Pendant des années, Rose-Marie Raynaud se bat avec d'autres pour faire valoir les droits des sourds et faciliter leur intégration dans la société. Les efforts portent leurs fruits avec l'adoption de la loi Handicap en 2005 qui vise à l'égalité des droits et des chances des personnes handicapées. Accueillie plutôt favorablement par les associations de personnes sourdes ou malentendantes, cette loi repose sur une centaine d'articles relatifs à l’accueil des personnes handicapées, à l’accès aux soins, mais aussi à la scolarité, à l’emploi, à l'accessibilité, et à la participation à la vie sociale. L’article 75 reconnaît notamment la langue des signes française comme une langue à part entière.

Les écoles ont évolué et offrent la chance à tous de réussir. Quand j'étais au lycée, c'était autre chose... Pour mon bac, l'examinateur avait refusé la présence d'un interprète...

À Albi, membre de l'Amicale des anciens élèves de l'Institution des jeunes sourds du Bon Sauveur, elle participe à la création du foyer dans les années 70 ; elle en sera d'ailleurs la présidente de 1977 à 1995. En 1987, elle organise le premier symposium européen d'interprètes à Albi.

En mai prochain, les 80 ans de la Maison des sourds seront l'occasion de réunir tous ceux qui ont côtoyé les lieux et de se souvenir de toutes ces relations nouées au fil du temps.

Rose-Marie Raynaud a aussi beaucoup oeuvré pour les jeunes sourds, développant pendant de nombreuses années des camps et des colonies de vacances.
Si la situation des sourds s'est améliorée ces dernières années, l'accès à des formations ou à l'emploi reste un parcours du combattant.
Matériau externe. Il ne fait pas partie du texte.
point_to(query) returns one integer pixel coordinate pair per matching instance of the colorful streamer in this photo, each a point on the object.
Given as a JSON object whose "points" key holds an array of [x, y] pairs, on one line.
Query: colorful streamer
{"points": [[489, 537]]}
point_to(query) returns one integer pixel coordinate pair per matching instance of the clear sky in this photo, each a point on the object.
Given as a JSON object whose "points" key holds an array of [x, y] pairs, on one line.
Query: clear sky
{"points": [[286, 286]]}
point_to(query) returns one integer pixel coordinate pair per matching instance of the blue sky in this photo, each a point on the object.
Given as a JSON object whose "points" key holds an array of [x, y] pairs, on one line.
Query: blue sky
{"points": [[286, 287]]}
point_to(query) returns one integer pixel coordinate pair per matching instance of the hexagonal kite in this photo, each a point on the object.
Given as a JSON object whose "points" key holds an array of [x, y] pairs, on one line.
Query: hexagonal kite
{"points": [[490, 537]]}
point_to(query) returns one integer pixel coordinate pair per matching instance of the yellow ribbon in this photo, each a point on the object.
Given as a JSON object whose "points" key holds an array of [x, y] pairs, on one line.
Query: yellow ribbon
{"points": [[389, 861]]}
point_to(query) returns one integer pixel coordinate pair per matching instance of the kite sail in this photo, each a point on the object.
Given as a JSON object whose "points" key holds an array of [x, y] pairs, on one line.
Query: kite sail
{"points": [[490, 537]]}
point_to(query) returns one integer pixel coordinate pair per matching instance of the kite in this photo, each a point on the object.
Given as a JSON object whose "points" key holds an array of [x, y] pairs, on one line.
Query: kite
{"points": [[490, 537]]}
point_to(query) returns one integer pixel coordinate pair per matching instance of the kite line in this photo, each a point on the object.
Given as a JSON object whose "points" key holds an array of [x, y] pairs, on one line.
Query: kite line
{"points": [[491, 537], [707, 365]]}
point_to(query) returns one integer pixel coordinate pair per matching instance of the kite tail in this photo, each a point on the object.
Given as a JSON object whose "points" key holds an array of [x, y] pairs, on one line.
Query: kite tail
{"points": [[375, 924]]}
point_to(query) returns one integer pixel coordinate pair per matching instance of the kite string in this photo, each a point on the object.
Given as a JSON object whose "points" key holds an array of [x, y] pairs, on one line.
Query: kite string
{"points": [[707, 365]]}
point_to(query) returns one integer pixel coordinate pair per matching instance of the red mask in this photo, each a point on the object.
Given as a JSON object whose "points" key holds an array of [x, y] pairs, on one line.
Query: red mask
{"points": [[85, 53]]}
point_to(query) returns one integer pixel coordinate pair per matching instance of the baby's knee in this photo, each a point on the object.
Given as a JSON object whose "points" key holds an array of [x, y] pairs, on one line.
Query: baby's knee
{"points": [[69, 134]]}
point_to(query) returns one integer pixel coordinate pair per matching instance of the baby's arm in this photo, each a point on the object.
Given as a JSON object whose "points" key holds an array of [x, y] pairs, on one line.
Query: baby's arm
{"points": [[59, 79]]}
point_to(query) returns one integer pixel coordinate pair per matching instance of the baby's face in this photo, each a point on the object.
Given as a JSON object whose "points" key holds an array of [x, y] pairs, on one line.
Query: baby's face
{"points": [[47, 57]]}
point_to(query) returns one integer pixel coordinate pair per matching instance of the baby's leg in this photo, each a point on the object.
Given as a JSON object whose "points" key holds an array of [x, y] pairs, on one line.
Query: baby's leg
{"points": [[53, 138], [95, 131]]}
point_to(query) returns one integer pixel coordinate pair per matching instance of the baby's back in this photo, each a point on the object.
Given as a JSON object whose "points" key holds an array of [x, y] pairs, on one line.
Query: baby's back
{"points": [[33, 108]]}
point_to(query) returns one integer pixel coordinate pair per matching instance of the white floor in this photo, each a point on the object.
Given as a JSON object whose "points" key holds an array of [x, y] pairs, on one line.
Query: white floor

À la retraite, Rose-Marie Raynaud continue donc de se rendre disponible. Très régulièrement, elle accueille chez elle des sourds pour gérer leurs dossiers administratifs. « Ceux qui ne parlent pas ont du mal à faire valoir leurs droits auprès des administrations. Tout ne peut pas se régler par internet. Je les aide et les représente lors de rendez-vous. » Il lui arrive aussi de recevoir des familles dont les enfants sont sourds, malentendants voire autistes.

Pour les plus grands, il est difficile de trouver un travail quand ils n'oralisent pas, reconnaît-elle démunie. Même si certains apprennent la LSF, la plupart des gens ne la connaissent pas ; la communication s'avère impossible.

 Il y a bien les implants. Le sujet fait l'objet de débats assez vifs. Rose-Marie Raynaud reste d'ailleurs perplexe sur ses bienfaits. Elle réfléchit aussi aujourd'hui à un projet de création d'un foyer dédié à l'hébergement des sourds âgés. L'exclusion et l'isolement restent hélas une réalité que Rose-Marie Raynaud est toujours prête à combattre.